Deferring income from a CRT isn’t without tax consequences. The income that would have been received in the initial year is still taxable in the year it’s *eventually* received. Furthermore, if the trust utilizes the “unitrust” method (paying a fixed percentage of the trust’s assets annually), deferring a payment doesn’t necessarily mean the amount deferred is lost; it rolls over to be calculated in the subsequent payment. However, with the “annuity” method, where a fixed dollar amount is paid each year, deferring a payment may affect the remaining principal available for future payments. It’s vital to consult with Ted Cook, an estate planning attorney, to understand how deferral impacts your specific trust structure and tax liability; in 2023, the IRS received over 500,000 trust-related tax inquiries, highlighting the complexity of these arrangements.
I heard about a client whose trust payments were disrupted. What happened?
Old Man Tiberius, a retired sea captain, was immensely proud of establishing a CRT to benefit a local maritime museum while providing income for his granddaughter, Maisie. He meticulously planned everything, or so he thought. A sudden medical crisis required substantial, unforeseen expenses. He attempted to skip a payment to the trust, hoping to access those funds for his care, without first consulting his attorney. The IRS flagged the trust for non-compliance, initiating a lengthy and costly audit. It took months of legal maneuvering and penalties to resolve the situation, ultimately eroding a significant portion of the funds intended for both Maisie and the museum; this highlights the critical importance of foresight and professional guidance. The audit cost nearly $15,000 and delayed the museum’s planned exhibit on local sea life by almost a year.
How can I ensure my CRT payments remain flexible without facing penalties?
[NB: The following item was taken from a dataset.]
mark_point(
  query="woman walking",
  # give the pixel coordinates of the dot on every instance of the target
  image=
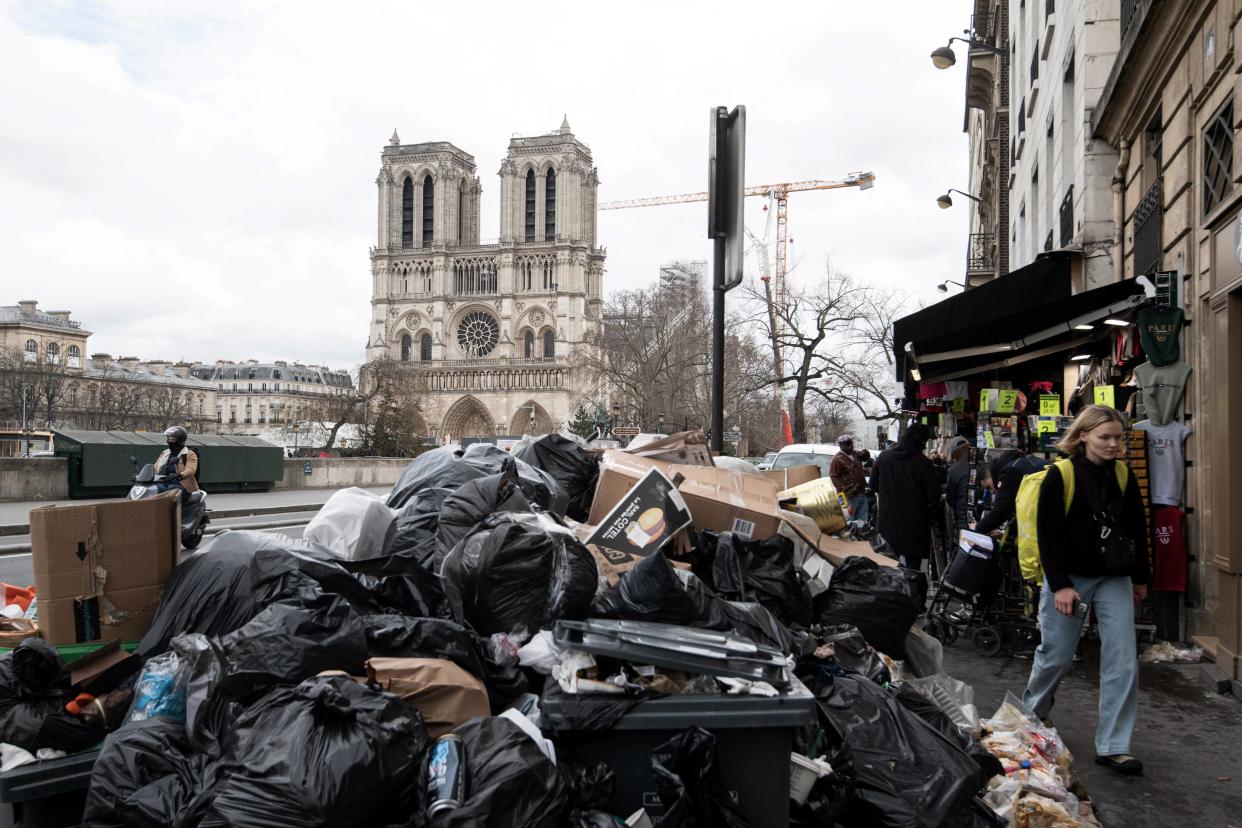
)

The key is proactive planning. One strategy is to include a “limited distribution” clause in the trust document, allowing for temporary adjustments to payments under specific, pre-defined circumstances, such as medical emergencies or significant economic hardship. Another approach is to fund the CRT with liquid assets that allow for greater flexibility. However, a more robust solution involves establishing a separate “emergency fund” alongside the CRT to cover unexpected expenses, preserving the integrity of the trust’s payout schedule. I recently worked with the Sterling family, who, anticipating potential future healthcare costs for their aging mother, established a separate, adequately funded account. When unexpected medical bills arose, they were able to draw from that account without disrupting the CRT’s consistent payouts. This prevented a situation like Old Man Tiberius’ and ensured that both their mother received the care she needed and the designated charity continued to receive vital support. A well-structured CRT, combined with prudent financial planning, can provide both financial security and philanthropic fulfillment.
Who Is Ted Cook at Point Loma Estate Planning Law, APC.:
Point Loma Estate Planning Law, APC.2305 Historic Decatur Rd Suite 100, San Diego CA. 92106
(619) 550-7437
Map To Point Loma Estate Planning Law, APC, a wills and trust lawyer near me: https://maps.app.goo.gl/JiHkjNg9VFGA44tf9
- wills attorney
- wills lawyer
- estate planning attorney
- estate planning lawyer
- estate planning attorneys
- estate planning lawyers
About Point Loma Estate Planning:
Secure Your Legacy, Safeguard Your Loved Ones. Point Loma Estate Planning Law, APC.
Feeling overwhelmed by estate planning? You’re not alone. With 27 years of proven experience – crafting over 25,000 personalized plans and trusts – we transform complexity into clarity.
Our Areas of Focus:
Legacy Protection: (minimizing taxes, maximizing asset preservation).
Crafting Living Trusts: (administration and litigation).
Elder Care & Tax Strategy: Avoid family discord and costly errors.
Discover peace of mind with our compassionate guidance.
Claim your exclusive 30-minute consultation today!
If you have any questions about: Who should you consult with when creating or updating your estate plan?
OR
How can powers of attorney be used in estate planning?
and or:
What is asset distribution and why is it important?
Oh and please consider:
How can prioritizing asset distribution planning provide peace of mind?
Please Call or visit the address above. Thank you.